Anbang suffers second setback in overseas push as offer for US insurer put on hold; follows Starwood withdrawal

Politically well connected company asked by New York regulator to provide further details on shareholding and funding structure

PUBLISHED : Wednesday, 01 June, 2016, 8:31pm
UPDATED : Wednesday, 01 June, 2016, 8:31pm

Anbang Insurance Group, one of China’s most aggressive overseas acquirers and controlled by enigmatic businessman Wu Xiaohui, has suffered another setback in its offshore expansion plans after halting a bid to buy a US based insurer.

The group plans to put on hold its purchase of annuities and life insurer Fidelity & Guaranty Life after the New York finance regulator sought more detailed information about the Chinese company’s funding and shareholder structure, foreign media reported.

Anbang would refile an application with the regulator in the near future, Fidelity & Guaranty Life said in a filing to the New York Stock Exchange on Tuesday. Anbang was not available for immediate comment.

Earlier reports said Anbang had agreed to buy the insurer for US$1.57 billion in November.

It is the second time in recent months that Anbang has suffered a setback in terms of acquiring overseas assets, after it dropped a plan to take over hotel giant Starwood in late March.

“If Anbang fails again this time, the company is very likely to face bigger pressure in fund raising in future as investors will question its execution ability in carrying out acquisition deals,” said a Hong Kong-based insurance analyst, who declined to be named.

The company is very likely to face bigger pressure in fund raising in future as investors will question its execution ability
Hong Kong-based insurance analyst

“It seems Anbang has met with some problems...and the US regulator is being cautious to ask [the insurer] to prove two things,” the analysts said.

If it continued with the acquisition, Anbang would first have to prove it had sufficient financial resources to cushion the existing insurance liabilities carried by Fidelity.

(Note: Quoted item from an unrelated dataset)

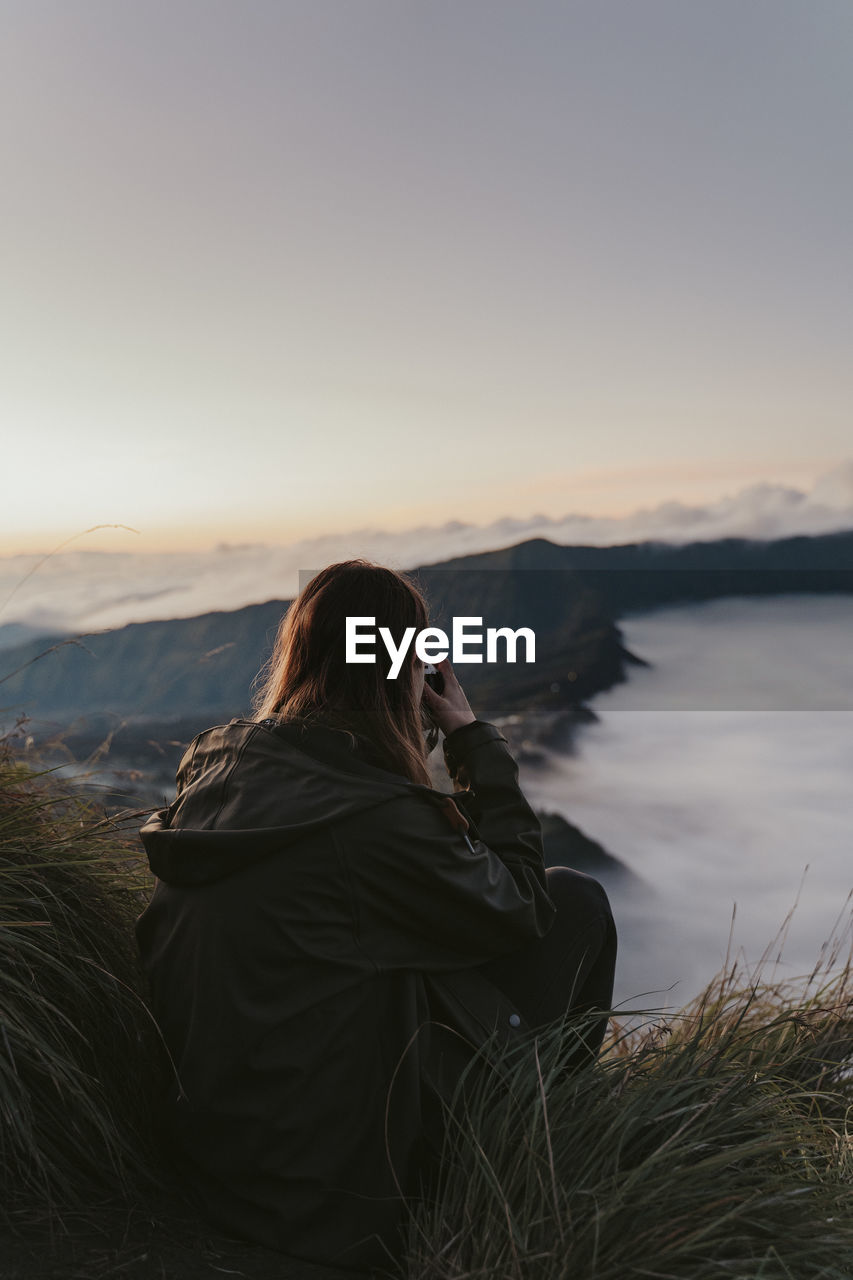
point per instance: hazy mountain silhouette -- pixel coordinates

Secondly, it would need to show that its funding structure was in compliance and that the acquisition funding would come from legitimate channels, the analyst explained.

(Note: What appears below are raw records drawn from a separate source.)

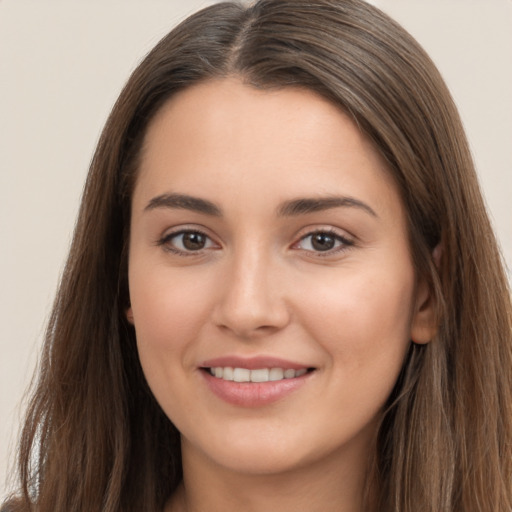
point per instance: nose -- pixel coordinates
(252, 300)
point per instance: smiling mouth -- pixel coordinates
(258, 375)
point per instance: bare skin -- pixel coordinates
(265, 227)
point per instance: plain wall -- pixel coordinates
(62, 65)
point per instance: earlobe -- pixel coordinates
(424, 323)
(129, 315)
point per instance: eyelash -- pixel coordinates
(344, 243)
(165, 242)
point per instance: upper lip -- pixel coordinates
(252, 363)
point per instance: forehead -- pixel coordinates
(226, 138)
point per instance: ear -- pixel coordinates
(424, 321)
(423, 324)
(129, 315)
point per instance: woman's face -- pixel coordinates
(268, 243)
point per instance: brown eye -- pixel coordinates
(186, 242)
(323, 242)
(193, 241)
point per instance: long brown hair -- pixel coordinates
(94, 437)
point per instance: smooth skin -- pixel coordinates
(331, 286)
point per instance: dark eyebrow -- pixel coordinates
(306, 205)
(184, 202)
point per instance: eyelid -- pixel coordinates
(171, 233)
(347, 241)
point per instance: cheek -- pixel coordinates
(362, 321)
(169, 309)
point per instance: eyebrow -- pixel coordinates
(184, 202)
(294, 207)
(303, 206)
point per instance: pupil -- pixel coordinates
(323, 242)
(193, 241)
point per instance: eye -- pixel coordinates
(187, 242)
(323, 242)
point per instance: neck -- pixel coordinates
(325, 485)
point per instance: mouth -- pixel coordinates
(255, 381)
(257, 375)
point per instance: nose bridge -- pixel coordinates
(252, 299)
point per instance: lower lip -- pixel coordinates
(253, 394)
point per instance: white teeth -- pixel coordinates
(258, 375)
(241, 375)
(276, 374)
(228, 374)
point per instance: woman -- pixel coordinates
(283, 289)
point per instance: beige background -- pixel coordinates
(62, 65)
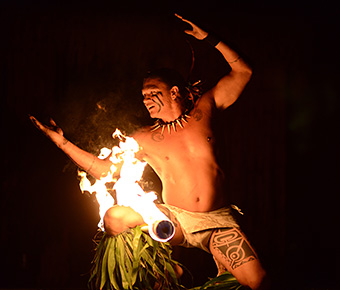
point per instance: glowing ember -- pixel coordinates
(128, 191)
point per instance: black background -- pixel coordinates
(82, 63)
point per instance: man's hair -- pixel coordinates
(170, 77)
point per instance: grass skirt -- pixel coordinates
(133, 260)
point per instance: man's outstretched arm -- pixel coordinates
(229, 87)
(85, 160)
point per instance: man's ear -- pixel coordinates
(174, 92)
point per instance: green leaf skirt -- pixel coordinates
(133, 260)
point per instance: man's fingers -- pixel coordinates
(36, 123)
(185, 20)
(53, 123)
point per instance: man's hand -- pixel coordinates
(196, 31)
(54, 132)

The rise of Anbang Insurance has been a mystery to market watchers. During an eight-month period in 2014, the privately owned company’s registered capital expanded fivefold but the shareholder list was filled with names of little-known fund companies.

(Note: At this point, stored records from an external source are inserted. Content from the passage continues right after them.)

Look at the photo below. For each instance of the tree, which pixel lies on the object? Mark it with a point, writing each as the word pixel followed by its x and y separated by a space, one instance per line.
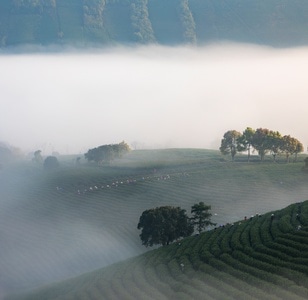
pixel 106 153
pixel 299 149
pixel 37 156
pixel 260 141
pixel 291 146
pixel 51 163
pixel 274 141
pixel 245 141
pixel 229 143
pixel 163 225
pixel 201 216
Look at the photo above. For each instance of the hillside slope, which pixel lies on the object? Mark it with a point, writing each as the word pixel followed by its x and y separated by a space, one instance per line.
pixel 263 257
pixel 109 22
pixel 79 218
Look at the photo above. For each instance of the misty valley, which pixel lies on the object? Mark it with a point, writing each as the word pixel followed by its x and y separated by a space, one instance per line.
pixel 81 216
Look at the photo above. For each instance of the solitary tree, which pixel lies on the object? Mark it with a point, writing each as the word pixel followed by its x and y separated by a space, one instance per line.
pixel 163 225
pixel 51 163
pixel 37 156
pixel 201 216
pixel 260 141
pixel 229 143
pixel 274 141
pixel 245 141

Anbang chairman Wu Xiaohui remains an enigma, continuing to shun publicity, but is believe to have one of the most powerful political networks based on his personal connection with China’s former paramount leader Deng Xiaoping, analysts say. There were rumours that Wu was married to a granddaughter of Deng.

Anbang made a global name for itself in 2014 with the US$2 billion purchase of the historic Waldorf Astoria hotel in New York City.

Last year, it purchased a controlling stake in South Korea’s Tongyang Life Insurance, following a slew of high-profile deals in Europe, including the purchase of Dutch insurer Vivat and Belgian insurer Fidea in 2014.

On March 31, Anbang suffered a major setback when it abruptly pulled out from a US$14 billion bid to acquire Starwood Hotels & Resorts, apparently triggered after China’s insurance regulator stepped in and questioned Anbang’s risk control ability with regard to the huge size of the investment.

Prior to that scrutiny, the company had aggressively raised its offer several times to beat out the rival bidder Marriott International.

A week ahead of Anbang’s withdrawal from the Starwood deal, mainland finance media Caixin reported that the Chinese Insurance Regulatory Commission (CIRC), the top insurance regulator, questioned whether Anbang’s bid for Starwood exceeded the investment limit for Chinese insurers – which is capped at 15 per cent of total assets in relation to overseas markets.

Caixin reported in early May that the CIRC was planning to send inspectors to Anbang Insurance after the watchdog stepped up scrutiny of insurers’ investments in real estate and unlisted equities.